Pionnier, Maersk a ouvert la voie à un carnet de commandes mondial qui a enregistré 228 contrats en 2023, dont 113 signés par les six leaders dans le conteneur (Maersk, CMA CGM, Cosco à qui il revient les premières constructions de mégamax avec ce carburant, Evergreen, ONE et HMM (cf. informations détaillées dans cet article : Premier avitaillement au méthanol à Anvers).
C’est aussi Maersk qui a signé le premier contrat de conversion avec le chantier naval Zhoushan Xinya de Ningbo-Zhoushan pour convertir le Maersk Halifax, porte-conteneurs de 15 282 EVP. Les onze navires de cette série, construite entre 2017 et 2019, pourraient être concernés. Les travaux devraient démarrer en juillet pour une durée d’environ trois mois. La découpe de la première tôle a eu lieu en mars.
CMA CGM s’est engagé, de son côté, avec Qingdao Beihai Shipbuilding Heavy Industry pour la conversion de dix unités de 9 300 EVP.
En décembre 2023, Cosco a fait appel à son tour au motoriste MAN ES pour convertir quatre porte-conteneurs, deux unités de 13 800 EVP et deux de 20 119 EVP en double motorisation avec le méthanol. Les premiers à être transformés seront les Camellia et Virgo. Le contrat de ce dernier est assorti d'une option pour neuf navires supplémentaires des classes Virgo et Pisces de 20 000 EVP. Ils devraient être livrés durant le premier semestre de l’année 2025.
Hapag-Lloyd et Seaspan ambitieux
Hapag-Lloyd, qui avait été le premier et le seul à avoir testé la conversion fort onéreuse d’un navire au GNL (Matson s’y est ensuite essayé), et Seaspan sont plus ambitieux encore : ils avaient annoncé en juillet 2023 plancher sur une conversion à grande échelle, jusqu’à 60 unités, dont 15 unités affrétées à long terme par Hapag-Lloyd et 45 autres en option.
Mi-avril, l’armateur allemand et son affréteur ont conclu un accord pour refiter les cinq premiers. Il s’agit de navires d’une capacité de 10 100 EVP (337 m de long, port en lourd de 115 000 tpl), dont le contrat d’affrètement a été prolongé de six ans mais dont le prix n’a pas été révélé.
La répartition de l'investissement a aussi été tenu à la discrétion des deux parties prenantes. Elle est déterminante. Si Seaspan assure le coût du chantier, il se peut qu’il ait revu à la hausse les termes financiers du contrat initial à moins que l’investissement ne soit partagé.

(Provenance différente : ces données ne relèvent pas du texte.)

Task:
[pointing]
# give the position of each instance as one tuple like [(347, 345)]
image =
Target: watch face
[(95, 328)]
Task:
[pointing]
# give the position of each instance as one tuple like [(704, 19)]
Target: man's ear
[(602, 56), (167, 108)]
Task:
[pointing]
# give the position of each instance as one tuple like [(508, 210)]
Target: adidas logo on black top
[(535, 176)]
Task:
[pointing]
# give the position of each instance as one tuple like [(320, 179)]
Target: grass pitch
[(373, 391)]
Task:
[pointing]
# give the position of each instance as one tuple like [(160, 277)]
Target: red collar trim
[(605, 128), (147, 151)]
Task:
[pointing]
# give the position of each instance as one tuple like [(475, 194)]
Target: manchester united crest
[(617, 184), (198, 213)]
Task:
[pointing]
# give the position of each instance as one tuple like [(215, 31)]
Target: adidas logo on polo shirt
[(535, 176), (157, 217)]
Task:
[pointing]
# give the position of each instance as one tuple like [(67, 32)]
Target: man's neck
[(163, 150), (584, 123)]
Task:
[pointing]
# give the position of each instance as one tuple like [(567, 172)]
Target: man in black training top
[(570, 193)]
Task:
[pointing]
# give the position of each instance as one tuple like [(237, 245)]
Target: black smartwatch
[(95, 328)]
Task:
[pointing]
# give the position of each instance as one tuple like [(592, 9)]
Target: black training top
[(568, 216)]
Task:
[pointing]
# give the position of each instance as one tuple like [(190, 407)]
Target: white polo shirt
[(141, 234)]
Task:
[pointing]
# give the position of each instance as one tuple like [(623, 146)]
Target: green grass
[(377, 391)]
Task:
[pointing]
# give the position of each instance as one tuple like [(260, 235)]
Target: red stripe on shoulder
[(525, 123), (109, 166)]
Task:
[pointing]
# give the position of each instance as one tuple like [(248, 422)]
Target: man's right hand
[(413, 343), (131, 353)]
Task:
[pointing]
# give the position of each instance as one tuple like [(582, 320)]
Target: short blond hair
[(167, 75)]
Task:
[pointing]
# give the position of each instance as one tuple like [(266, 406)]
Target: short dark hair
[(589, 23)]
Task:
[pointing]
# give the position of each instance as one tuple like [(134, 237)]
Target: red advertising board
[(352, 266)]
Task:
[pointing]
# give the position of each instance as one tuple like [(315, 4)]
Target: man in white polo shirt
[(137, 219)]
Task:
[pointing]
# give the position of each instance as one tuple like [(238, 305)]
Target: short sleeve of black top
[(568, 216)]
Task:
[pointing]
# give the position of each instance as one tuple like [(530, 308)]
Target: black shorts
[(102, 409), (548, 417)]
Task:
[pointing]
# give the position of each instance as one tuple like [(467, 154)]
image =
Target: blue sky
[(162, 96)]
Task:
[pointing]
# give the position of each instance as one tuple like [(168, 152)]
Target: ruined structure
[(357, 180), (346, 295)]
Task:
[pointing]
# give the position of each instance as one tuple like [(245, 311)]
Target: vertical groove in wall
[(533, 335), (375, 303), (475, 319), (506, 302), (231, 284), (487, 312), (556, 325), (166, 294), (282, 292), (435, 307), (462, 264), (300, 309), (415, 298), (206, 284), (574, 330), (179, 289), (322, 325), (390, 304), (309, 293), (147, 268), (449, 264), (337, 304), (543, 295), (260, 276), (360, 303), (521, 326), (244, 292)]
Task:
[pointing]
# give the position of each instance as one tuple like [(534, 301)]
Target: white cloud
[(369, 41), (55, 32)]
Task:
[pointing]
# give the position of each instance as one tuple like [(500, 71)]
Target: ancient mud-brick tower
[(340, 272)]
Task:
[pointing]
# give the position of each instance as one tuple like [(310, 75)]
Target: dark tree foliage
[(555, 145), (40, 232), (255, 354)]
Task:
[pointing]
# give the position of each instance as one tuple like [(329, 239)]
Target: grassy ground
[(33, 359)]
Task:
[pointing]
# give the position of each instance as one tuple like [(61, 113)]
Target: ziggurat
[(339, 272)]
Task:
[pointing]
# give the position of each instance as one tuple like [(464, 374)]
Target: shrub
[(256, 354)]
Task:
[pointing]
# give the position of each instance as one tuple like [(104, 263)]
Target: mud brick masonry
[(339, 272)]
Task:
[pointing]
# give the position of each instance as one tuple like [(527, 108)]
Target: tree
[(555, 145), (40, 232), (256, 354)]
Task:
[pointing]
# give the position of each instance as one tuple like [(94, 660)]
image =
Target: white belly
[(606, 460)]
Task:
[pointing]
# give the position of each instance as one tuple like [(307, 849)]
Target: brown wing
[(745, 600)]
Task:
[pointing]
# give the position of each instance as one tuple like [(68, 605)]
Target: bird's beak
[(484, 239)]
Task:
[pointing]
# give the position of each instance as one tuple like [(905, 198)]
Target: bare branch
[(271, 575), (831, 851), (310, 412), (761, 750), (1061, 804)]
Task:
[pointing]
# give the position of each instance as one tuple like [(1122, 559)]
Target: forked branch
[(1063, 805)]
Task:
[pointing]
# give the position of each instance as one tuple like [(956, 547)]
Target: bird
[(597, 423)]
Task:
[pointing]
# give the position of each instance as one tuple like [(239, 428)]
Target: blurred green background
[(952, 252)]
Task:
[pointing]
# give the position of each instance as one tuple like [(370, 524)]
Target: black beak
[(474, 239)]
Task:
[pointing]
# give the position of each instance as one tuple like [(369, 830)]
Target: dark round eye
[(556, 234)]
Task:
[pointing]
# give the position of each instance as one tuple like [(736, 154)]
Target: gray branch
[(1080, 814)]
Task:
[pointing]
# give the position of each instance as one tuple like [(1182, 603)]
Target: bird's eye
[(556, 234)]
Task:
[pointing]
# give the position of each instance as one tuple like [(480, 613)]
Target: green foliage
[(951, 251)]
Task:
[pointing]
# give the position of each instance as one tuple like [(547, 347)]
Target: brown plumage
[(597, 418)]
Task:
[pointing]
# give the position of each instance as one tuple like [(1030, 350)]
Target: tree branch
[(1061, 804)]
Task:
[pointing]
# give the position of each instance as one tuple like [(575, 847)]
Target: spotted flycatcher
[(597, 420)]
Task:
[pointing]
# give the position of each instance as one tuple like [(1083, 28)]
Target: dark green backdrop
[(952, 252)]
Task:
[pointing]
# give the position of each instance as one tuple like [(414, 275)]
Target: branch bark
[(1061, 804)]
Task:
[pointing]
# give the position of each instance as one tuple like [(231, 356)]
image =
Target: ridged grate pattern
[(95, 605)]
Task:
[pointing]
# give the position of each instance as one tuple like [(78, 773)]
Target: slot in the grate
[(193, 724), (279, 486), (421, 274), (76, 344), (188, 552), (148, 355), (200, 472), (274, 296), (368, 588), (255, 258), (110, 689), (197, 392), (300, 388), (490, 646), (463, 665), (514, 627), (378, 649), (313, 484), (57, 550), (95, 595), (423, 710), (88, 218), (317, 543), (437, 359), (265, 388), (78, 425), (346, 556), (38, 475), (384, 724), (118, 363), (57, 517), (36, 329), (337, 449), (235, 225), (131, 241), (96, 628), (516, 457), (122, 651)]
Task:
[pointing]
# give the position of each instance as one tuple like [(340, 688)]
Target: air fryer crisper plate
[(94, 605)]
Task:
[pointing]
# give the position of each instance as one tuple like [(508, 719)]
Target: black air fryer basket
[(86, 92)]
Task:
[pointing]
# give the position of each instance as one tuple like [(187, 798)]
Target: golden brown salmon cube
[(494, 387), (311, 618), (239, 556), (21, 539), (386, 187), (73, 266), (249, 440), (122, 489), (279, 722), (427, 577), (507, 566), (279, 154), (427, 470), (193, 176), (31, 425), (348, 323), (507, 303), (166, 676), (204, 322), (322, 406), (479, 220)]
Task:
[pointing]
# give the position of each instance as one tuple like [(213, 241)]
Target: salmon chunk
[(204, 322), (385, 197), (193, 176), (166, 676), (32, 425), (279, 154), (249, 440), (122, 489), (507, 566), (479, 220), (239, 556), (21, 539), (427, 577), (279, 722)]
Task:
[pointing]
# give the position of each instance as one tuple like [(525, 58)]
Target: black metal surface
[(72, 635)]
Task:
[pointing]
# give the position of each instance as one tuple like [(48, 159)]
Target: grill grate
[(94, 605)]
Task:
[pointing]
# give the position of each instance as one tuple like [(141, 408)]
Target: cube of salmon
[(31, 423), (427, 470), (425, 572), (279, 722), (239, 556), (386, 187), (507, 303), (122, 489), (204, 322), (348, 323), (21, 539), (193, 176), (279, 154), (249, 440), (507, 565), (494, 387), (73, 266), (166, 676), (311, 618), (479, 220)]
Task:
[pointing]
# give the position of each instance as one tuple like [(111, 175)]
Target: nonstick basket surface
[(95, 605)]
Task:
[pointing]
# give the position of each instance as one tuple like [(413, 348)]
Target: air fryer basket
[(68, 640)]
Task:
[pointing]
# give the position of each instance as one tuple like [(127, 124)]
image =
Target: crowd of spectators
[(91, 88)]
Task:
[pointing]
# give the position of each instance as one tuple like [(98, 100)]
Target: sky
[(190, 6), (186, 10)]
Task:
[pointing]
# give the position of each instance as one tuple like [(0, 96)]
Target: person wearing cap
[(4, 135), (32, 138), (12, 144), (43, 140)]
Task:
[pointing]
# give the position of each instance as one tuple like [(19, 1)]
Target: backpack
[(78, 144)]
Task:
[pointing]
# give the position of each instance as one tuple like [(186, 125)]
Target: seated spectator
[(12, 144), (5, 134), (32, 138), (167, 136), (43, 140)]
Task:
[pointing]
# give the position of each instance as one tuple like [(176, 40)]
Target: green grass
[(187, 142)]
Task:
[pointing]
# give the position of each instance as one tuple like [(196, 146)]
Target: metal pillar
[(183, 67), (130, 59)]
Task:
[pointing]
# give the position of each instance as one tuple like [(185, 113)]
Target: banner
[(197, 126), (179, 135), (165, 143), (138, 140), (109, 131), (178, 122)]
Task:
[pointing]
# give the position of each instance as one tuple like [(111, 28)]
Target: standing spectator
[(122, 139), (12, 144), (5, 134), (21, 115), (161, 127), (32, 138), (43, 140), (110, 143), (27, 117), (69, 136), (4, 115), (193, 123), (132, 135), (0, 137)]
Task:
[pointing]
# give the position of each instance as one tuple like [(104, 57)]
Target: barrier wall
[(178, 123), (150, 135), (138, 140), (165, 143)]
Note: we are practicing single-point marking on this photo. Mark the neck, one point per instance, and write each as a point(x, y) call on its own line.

Des navires relativement récents
Les navires concernés – Seaspan Amazon, Seaspan GanGes, Seaspan Thames, Seaspan Yangtze et Seaspan Zambezi ont tous été construits en 2014 par le chantier naval chinois Yangzijiang Shipyard et sont dotés des moteurs MAN-B&W 10S90ME-C9.
Le motoriste allemand a lourdement investi de son côté pour être au rendez-vous de la propulsion au méthanol et à l’ammoniac. Selon MAN, chaque conversion peut permettre de réduire les émissions de CO2 de 50 000 à 70 000 t par an, lorsque les moteurs fonctionnent au méthanol vert.
80 à 90 jours de travaux
Les travaux devraient durer de 80 à 90 jours par navire et commencer au premier trimestre 2026.
Selon Hapag-Lloyd, l'investissement total est estimé à environ 120 M$ pour les cinq unités. De source professionnelle, au vu du prix consenti par navire, d'autres travaux sont prévus. Les deux armateurs mentionnent dans leur communiqué une « conversion et modernisation », ce qui suggère que les hélices, les étraves à bulbe et autres pourraient être modernisées dans le même temps.